I thought of an equation with a ratio between something with the lengths of the horizontal axis, the length of the vertical axis, the angles alpha, beta and gamma, and the lengths d and e.
Alpha, beta and gamma only get affected by rotation arround the axes (which i want to know. i want to know the rotation and the zoom), where a rotation arround one axis has the opposite effect than a rotation arround the other. So if you rotate arround both axes in the same angle, the ratio between the length of the axes is the same as before.
The zoom (real: how close it is to the camera; what i want to know in 1st place: multiplication factor 2x, 3x,0.5, 0,4322344,.....) does not affect the angles, but all the lengths: a,b,c,d,e,hc (vertical length of axis), hx (i have not calculated it yet, but it would be easy. the name hx can vary, i just thought of something random right now; it is the length of the horizontal axis) in the same way (i guess).
You see i have thought of many, but i think i am too dumb.
So, is there any math genius out there wo can give me the right equations, for either the rotation OR/AND the zoomfactor?

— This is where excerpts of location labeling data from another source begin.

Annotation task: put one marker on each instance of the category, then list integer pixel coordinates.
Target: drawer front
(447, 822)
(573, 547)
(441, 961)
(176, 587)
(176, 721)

(i also thought about using Posit/Downhill- Simplex, and so on, but this would be the nicest, since i already know so much, like all Points, and so on and so on)
Please, please, i need your help really bad! I am writing this in C++ and with help of OpenCV if you need to know, but i think its more a mathematical problem.
Thanks in advance!
Ah, and Alpha seems to be always the same as Beta!
Edit: Had to delete the second picture
Have a look to Boost Geometry or here also
Have a look at SolvePnP() in OpenCV. Even if you don't use it directly, the documentation has citations for the methods used.